Many clients ask what they should do if they have been pulled over by police. First, be polite. The police officer is just doing his job so you shouldn’t take it personally that you have been pulled over. Also, being rude or aggressive with the officer could lead to additional charges. Always be polite. You should also keep your hands in plain sight of the officer and avoid sudden movements. This helps the officer feel secure in his or her safety. If, however, the officer suspects you are impaired behind the wheel and asks for further testing, there are certain things you can do to preserve your rights.

Field Sobriety Test and Preliminary Breath Test

If the officer asks you to perform a Field Sobriety Test, you are able to refuse and it is not against the law.

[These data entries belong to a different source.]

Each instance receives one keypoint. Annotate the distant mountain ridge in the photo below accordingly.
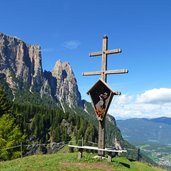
(150, 131)
(21, 67)
(21, 71)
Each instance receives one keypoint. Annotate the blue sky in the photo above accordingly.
(69, 30)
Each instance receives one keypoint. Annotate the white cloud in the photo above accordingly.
(46, 50)
(73, 44)
(155, 96)
(150, 104)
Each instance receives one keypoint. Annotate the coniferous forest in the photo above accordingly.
(31, 124)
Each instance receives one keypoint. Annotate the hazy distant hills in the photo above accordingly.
(148, 131)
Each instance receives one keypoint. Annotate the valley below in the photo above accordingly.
(151, 136)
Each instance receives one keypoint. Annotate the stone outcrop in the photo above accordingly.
(21, 63)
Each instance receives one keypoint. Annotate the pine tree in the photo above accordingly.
(10, 134)
(5, 105)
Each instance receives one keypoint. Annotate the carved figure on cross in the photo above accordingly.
(104, 72)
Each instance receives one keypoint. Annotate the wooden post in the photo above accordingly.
(21, 148)
(104, 72)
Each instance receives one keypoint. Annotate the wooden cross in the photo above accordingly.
(104, 53)
(104, 72)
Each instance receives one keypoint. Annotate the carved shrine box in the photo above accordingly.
(101, 96)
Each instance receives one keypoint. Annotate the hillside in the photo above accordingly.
(151, 131)
(45, 106)
(152, 136)
(64, 161)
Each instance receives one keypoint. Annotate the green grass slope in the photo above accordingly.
(64, 161)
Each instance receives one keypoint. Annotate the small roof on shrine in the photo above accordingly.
(100, 84)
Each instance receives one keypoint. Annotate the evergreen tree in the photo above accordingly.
(5, 105)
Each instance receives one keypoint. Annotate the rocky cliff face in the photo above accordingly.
(21, 63)
(67, 89)
(22, 66)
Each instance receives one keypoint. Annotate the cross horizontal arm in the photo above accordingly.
(92, 54)
(95, 54)
(120, 71)
(113, 51)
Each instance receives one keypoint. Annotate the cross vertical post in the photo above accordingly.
(104, 72)
(104, 58)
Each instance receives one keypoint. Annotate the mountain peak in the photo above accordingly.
(21, 64)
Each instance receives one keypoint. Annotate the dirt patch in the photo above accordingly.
(101, 166)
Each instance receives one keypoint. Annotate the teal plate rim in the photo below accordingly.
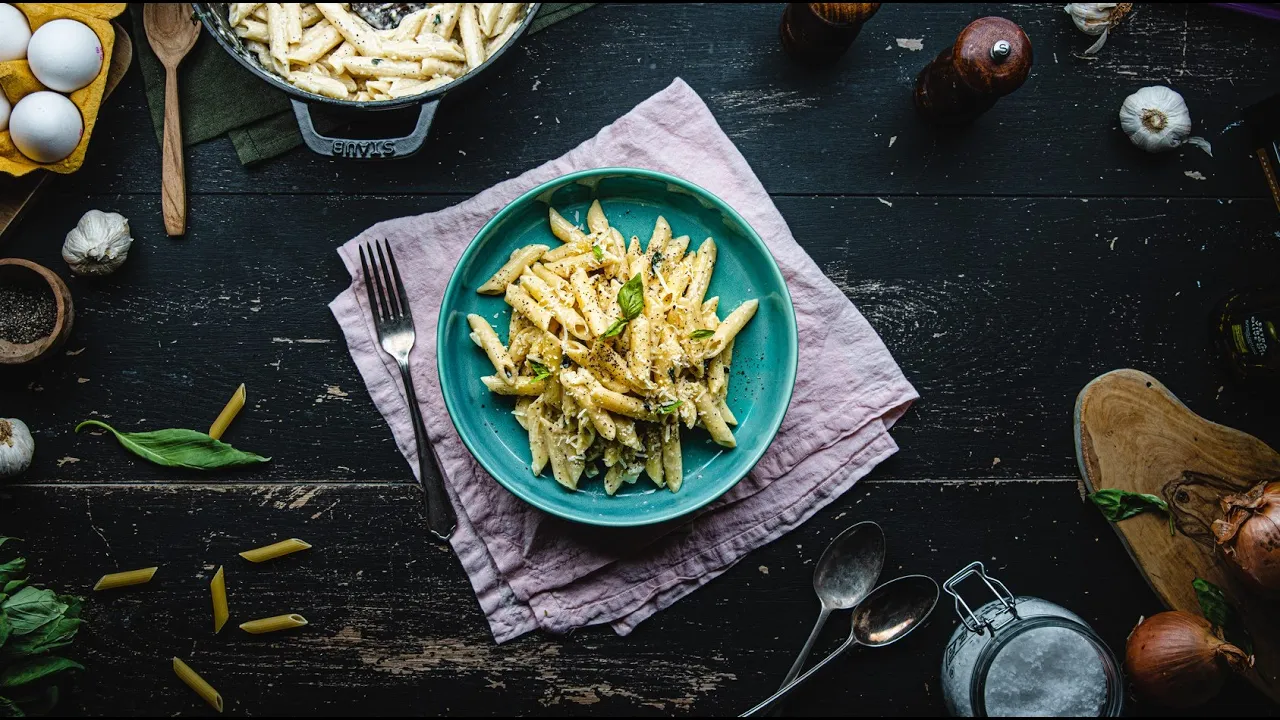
(521, 490)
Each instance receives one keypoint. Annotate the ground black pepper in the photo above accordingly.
(26, 313)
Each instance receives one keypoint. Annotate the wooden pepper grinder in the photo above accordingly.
(818, 33)
(990, 59)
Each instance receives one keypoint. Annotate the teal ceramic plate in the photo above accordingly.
(764, 354)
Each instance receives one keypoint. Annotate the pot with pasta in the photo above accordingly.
(361, 57)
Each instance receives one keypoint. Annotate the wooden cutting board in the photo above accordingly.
(16, 194)
(1132, 433)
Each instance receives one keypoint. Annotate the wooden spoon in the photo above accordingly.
(172, 31)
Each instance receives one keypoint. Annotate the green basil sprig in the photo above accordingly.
(631, 301)
(1220, 613)
(540, 370)
(1120, 505)
(32, 623)
(181, 449)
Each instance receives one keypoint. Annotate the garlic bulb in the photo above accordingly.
(99, 244)
(17, 447)
(1097, 19)
(1156, 118)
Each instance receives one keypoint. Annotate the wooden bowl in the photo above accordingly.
(24, 272)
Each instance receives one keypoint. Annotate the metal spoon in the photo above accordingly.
(888, 614)
(845, 573)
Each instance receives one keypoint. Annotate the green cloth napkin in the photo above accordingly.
(222, 98)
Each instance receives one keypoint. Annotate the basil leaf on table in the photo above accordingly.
(181, 449)
(32, 607)
(1220, 613)
(35, 669)
(1120, 505)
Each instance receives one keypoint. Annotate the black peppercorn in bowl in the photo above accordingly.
(36, 311)
(216, 21)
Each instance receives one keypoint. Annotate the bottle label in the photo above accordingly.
(1255, 336)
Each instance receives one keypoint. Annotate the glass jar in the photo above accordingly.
(1024, 656)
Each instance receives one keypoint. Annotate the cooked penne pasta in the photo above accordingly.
(274, 624)
(274, 550)
(612, 347)
(124, 579)
(224, 419)
(429, 46)
(218, 588)
(195, 682)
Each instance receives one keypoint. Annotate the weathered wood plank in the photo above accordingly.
(997, 309)
(804, 132)
(394, 628)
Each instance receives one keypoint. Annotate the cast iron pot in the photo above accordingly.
(214, 17)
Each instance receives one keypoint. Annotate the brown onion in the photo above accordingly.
(1249, 536)
(1175, 660)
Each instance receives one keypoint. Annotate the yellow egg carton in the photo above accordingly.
(17, 80)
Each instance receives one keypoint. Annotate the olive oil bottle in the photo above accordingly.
(1246, 329)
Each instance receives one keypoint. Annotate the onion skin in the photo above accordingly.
(1249, 536)
(1175, 660)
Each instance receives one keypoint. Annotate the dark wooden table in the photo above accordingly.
(1005, 264)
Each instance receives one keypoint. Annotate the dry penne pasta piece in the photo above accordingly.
(224, 419)
(218, 589)
(274, 550)
(274, 624)
(124, 579)
(353, 28)
(195, 682)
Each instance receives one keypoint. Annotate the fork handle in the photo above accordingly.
(440, 518)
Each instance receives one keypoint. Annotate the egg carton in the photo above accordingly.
(17, 80)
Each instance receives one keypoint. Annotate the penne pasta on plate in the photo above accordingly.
(430, 46)
(611, 346)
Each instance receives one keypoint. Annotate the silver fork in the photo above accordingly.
(389, 305)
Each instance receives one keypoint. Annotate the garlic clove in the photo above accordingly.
(99, 244)
(17, 447)
(1156, 119)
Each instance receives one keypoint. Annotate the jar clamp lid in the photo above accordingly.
(1016, 656)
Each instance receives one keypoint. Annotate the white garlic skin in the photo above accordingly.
(1156, 118)
(17, 447)
(99, 244)
(1091, 18)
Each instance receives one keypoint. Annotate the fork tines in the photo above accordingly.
(387, 296)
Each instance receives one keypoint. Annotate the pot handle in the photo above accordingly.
(364, 149)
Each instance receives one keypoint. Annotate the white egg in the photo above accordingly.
(14, 33)
(45, 126)
(64, 55)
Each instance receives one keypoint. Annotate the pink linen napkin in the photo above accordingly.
(533, 570)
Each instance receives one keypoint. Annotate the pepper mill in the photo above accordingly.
(990, 59)
(818, 33)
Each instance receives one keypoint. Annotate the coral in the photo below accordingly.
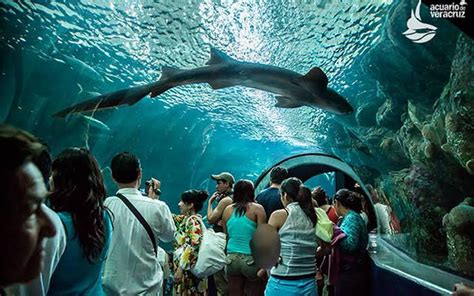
(459, 227)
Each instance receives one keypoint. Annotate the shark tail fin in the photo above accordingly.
(218, 57)
(285, 102)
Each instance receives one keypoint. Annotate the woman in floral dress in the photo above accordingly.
(188, 238)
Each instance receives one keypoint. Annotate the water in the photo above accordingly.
(58, 53)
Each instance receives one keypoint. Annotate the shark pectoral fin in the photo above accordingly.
(220, 84)
(314, 76)
(218, 57)
(167, 72)
(285, 102)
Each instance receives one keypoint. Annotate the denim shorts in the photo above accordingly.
(279, 287)
(242, 265)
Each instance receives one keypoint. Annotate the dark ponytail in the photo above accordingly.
(306, 203)
(297, 192)
(244, 192)
(196, 197)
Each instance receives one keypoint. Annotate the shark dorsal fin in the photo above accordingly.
(218, 57)
(168, 72)
(314, 76)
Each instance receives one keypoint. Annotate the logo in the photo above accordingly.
(418, 31)
(452, 10)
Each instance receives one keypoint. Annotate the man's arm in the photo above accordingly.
(214, 215)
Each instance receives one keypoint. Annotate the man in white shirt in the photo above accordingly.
(132, 266)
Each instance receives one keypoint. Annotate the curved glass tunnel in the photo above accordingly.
(411, 135)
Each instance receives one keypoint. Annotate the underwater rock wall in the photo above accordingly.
(437, 138)
(423, 137)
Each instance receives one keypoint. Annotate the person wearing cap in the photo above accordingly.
(223, 198)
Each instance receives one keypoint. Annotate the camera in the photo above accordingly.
(149, 183)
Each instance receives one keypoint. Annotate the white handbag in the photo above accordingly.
(211, 256)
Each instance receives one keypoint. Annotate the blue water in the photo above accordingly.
(58, 53)
(189, 132)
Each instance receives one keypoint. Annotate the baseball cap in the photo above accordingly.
(224, 176)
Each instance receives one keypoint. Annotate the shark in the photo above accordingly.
(292, 89)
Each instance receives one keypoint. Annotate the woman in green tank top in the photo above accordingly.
(240, 221)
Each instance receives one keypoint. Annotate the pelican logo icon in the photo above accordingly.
(418, 31)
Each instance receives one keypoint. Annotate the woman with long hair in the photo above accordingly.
(240, 222)
(188, 237)
(77, 196)
(353, 263)
(295, 272)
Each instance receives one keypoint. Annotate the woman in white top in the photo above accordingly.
(295, 272)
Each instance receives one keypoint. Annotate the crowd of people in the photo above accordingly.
(63, 236)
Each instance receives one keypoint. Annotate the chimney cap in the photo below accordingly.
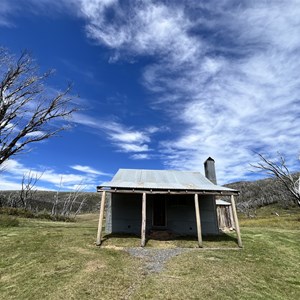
(209, 159)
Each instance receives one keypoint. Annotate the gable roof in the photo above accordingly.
(163, 180)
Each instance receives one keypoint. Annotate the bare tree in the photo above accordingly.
(279, 170)
(28, 111)
(28, 188)
(69, 205)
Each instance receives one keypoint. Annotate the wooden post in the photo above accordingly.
(198, 220)
(102, 206)
(236, 221)
(143, 230)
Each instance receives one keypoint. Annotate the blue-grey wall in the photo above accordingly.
(124, 213)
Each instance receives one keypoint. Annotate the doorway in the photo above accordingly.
(159, 211)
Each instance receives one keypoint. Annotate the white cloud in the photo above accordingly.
(126, 139)
(88, 170)
(227, 74)
(13, 171)
(139, 156)
(230, 72)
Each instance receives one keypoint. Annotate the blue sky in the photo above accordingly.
(163, 84)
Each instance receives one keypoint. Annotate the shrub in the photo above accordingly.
(21, 212)
(8, 221)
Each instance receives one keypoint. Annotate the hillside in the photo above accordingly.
(254, 194)
(44, 200)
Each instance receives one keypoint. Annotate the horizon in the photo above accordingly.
(162, 85)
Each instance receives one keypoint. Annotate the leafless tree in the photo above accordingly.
(66, 206)
(28, 188)
(279, 170)
(28, 111)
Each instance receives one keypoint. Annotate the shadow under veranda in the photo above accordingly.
(164, 239)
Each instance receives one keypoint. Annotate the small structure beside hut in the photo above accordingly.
(224, 213)
(181, 202)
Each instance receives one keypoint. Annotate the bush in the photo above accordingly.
(8, 221)
(21, 212)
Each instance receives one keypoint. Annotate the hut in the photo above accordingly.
(182, 202)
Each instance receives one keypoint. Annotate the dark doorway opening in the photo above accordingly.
(159, 212)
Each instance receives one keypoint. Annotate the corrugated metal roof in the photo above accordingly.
(162, 179)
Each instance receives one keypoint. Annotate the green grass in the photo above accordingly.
(41, 259)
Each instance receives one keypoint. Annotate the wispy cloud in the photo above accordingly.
(13, 172)
(89, 170)
(230, 72)
(126, 139)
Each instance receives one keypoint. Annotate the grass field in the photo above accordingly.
(54, 260)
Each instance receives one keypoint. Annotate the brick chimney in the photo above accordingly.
(210, 171)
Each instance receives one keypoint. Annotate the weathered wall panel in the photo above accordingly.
(125, 213)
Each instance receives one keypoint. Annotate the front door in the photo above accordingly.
(159, 212)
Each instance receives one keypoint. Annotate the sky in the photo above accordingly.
(161, 84)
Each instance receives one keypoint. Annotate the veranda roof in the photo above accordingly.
(163, 180)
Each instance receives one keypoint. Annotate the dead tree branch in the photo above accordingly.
(28, 111)
(279, 170)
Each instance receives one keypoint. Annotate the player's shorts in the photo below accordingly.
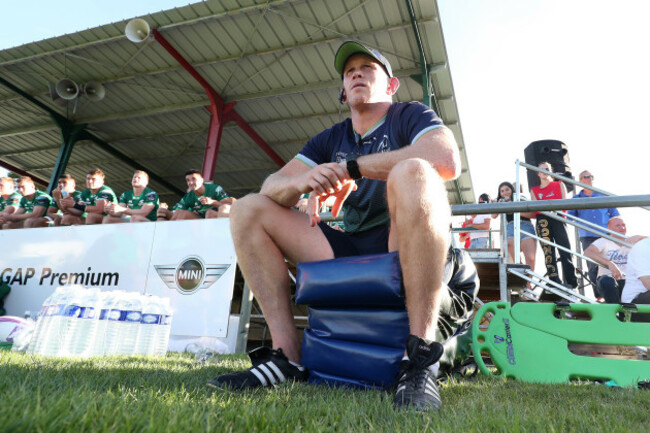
(344, 244)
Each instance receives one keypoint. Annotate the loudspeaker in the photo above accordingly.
(55, 97)
(94, 91)
(137, 30)
(552, 151)
(67, 89)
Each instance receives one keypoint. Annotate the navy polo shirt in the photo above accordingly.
(403, 125)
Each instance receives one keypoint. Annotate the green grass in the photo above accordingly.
(141, 394)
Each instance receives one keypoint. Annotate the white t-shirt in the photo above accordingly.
(613, 252)
(638, 265)
(479, 219)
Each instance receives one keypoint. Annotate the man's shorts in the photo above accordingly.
(344, 244)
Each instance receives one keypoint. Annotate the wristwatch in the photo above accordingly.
(352, 166)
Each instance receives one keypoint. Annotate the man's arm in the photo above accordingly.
(143, 211)
(286, 185)
(437, 146)
(38, 212)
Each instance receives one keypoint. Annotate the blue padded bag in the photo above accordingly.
(318, 378)
(386, 327)
(367, 364)
(362, 281)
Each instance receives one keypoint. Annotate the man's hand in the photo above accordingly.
(340, 194)
(207, 201)
(616, 272)
(67, 202)
(325, 179)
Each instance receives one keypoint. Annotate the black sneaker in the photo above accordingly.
(270, 368)
(416, 385)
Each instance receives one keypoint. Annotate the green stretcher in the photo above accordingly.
(530, 341)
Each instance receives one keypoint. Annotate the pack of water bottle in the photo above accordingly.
(82, 322)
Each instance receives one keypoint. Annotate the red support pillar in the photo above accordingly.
(220, 113)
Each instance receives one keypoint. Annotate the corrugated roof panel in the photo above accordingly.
(276, 62)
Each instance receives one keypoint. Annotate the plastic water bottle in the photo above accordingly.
(130, 326)
(151, 316)
(82, 327)
(115, 319)
(53, 334)
(42, 323)
(164, 329)
(105, 305)
(70, 320)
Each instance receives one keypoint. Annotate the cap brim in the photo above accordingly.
(346, 50)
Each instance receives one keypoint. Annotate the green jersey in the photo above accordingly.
(76, 196)
(12, 200)
(103, 193)
(40, 199)
(190, 201)
(132, 201)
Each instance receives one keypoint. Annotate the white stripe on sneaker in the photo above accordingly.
(277, 371)
(267, 373)
(259, 376)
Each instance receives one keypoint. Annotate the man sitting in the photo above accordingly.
(34, 205)
(94, 197)
(395, 157)
(66, 196)
(138, 205)
(9, 199)
(611, 278)
(203, 200)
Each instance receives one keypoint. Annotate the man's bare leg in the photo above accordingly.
(420, 218)
(264, 234)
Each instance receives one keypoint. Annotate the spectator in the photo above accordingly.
(66, 196)
(613, 256)
(9, 199)
(35, 205)
(396, 157)
(137, 205)
(94, 197)
(203, 200)
(479, 239)
(161, 213)
(553, 230)
(527, 244)
(637, 286)
(595, 216)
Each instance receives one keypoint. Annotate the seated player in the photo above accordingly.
(136, 206)
(204, 200)
(65, 197)
(35, 205)
(94, 197)
(9, 199)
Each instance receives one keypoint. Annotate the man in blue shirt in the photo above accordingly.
(595, 216)
(386, 165)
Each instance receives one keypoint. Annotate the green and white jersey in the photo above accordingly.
(132, 201)
(76, 196)
(40, 199)
(190, 201)
(12, 200)
(103, 193)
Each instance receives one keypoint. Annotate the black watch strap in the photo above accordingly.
(353, 168)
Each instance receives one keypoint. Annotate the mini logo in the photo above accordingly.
(190, 275)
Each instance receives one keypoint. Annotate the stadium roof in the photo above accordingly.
(269, 62)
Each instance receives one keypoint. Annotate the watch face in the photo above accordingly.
(353, 169)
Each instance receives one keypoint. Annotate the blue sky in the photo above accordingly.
(523, 70)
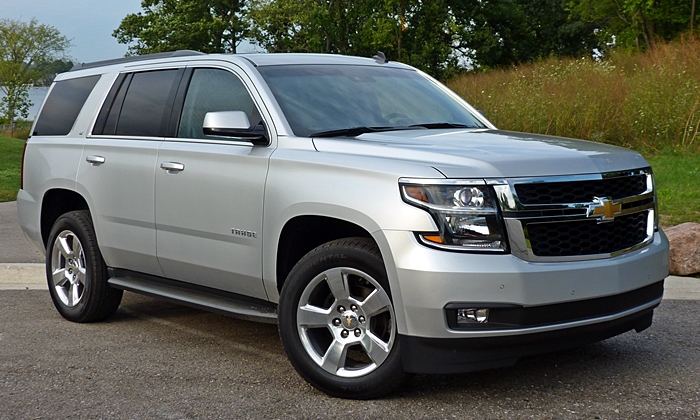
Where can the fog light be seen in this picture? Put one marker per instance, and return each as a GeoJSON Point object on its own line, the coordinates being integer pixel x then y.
{"type": "Point", "coordinates": [471, 315]}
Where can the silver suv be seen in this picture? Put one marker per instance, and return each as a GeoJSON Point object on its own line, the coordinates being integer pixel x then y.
{"type": "Point", "coordinates": [384, 224]}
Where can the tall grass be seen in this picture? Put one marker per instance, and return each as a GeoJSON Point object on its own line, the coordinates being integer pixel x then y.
{"type": "Point", "coordinates": [646, 101]}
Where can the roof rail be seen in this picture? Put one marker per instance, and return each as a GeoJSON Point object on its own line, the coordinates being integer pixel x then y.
{"type": "Point", "coordinates": [178, 53]}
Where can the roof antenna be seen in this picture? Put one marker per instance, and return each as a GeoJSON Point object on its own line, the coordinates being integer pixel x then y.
{"type": "Point", "coordinates": [380, 58]}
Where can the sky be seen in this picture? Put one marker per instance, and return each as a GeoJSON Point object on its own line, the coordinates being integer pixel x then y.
{"type": "Point", "coordinates": [87, 23]}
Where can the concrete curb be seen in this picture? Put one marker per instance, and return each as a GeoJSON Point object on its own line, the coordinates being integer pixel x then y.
{"type": "Point", "coordinates": [14, 276]}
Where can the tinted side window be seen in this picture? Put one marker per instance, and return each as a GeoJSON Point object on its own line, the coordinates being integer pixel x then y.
{"type": "Point", "coordinates": [145, 104]}
{"type": "Point", "coordinates": [213, 90]}
{"type": "Point", "coordinates": [63, 106]}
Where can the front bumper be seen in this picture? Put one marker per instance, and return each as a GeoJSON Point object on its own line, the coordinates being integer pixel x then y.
{"type": "Point", "coordinates": [546, 306]}
{"type": "Point", "coordinates": [444, 355]}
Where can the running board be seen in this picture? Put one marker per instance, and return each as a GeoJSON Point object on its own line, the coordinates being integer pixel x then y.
{"type": "Point", "coordinates": [197, 299]}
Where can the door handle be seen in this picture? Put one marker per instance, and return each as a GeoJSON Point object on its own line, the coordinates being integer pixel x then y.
{"type": "Point", "coordinates": [172, 167]}
{"type": "Point", "coordinates": [95, 160]}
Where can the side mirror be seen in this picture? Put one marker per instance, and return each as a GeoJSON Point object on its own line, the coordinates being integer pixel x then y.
{"type": "Point", "coordinates": [234, 124]}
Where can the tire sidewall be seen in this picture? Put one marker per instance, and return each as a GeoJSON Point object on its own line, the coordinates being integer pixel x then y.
{"type": "Point", "coordinates": [381, 380]}
{"type": "Point", "coordinates": [72, 222]}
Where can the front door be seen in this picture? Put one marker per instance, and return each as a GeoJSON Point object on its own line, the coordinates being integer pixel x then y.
{"type": "Point", "coordinates": [209, 193]}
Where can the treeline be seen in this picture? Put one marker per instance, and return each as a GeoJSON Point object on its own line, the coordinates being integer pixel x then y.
{"type": "Point", "coordinates": [439, 36]}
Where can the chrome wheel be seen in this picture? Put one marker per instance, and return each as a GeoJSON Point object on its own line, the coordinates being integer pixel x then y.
{"type": "Point", "coordinates": [345, 321]}
{"type": "Point", "coordinates": [68, 273]}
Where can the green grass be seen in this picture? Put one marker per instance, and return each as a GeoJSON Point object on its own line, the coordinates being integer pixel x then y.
{"type": "Point", "coordinates": [677, 187]}
{"type": "Point", "coordinates": [10, 161]}
{"type": "Point", "coordinates": [676, 181]}
{"type": "Point", "coordinates": [649, 101]}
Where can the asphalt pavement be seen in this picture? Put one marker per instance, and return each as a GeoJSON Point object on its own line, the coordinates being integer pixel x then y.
{"type": "Point", "coordinates": [158, 360]}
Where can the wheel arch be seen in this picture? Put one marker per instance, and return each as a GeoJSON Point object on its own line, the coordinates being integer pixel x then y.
{"type": "Point", "coordinates": [301, 234]}
{"type": "Point", "coordinates": [56, 202]}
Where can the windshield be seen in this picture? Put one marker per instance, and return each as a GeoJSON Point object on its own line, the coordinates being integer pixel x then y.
{"type": "Point", "coordinates": [318, 99]}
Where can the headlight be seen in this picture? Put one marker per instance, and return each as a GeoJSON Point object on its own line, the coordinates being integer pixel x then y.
{"type": "Point", "coordinates": [465, 212]}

In fact, it is generally a wise idea to do so. These tests are designed to be very difficult whether a person is impaired or not. Combine this with the general nervousness of a traffic stop and it could lead to a failure which an attorney will need to rebut at trial. Therefore, it may be best to refuse these tests.

Likewise, the officer may ask you to perform a Preliminary Breath Test. Again, you can refuse this without penalty. There is “implied consent” that, after you have been arrested, you must submit to chemical testing of your blood or breath. Until you have been placed under arrest, however, you are under no obligation to submit to testing. Neither of these refusals cannot be admitted into evidence at trial.

Refusing these tests may still get you arrested if the officer suspects you are under the influence, and once you are arrested you will need to consent to a chemical test. But by refusing these preliminary tests, you can prevent the officer from collecting evidence against you, helping your lawyer when it comes time for trial.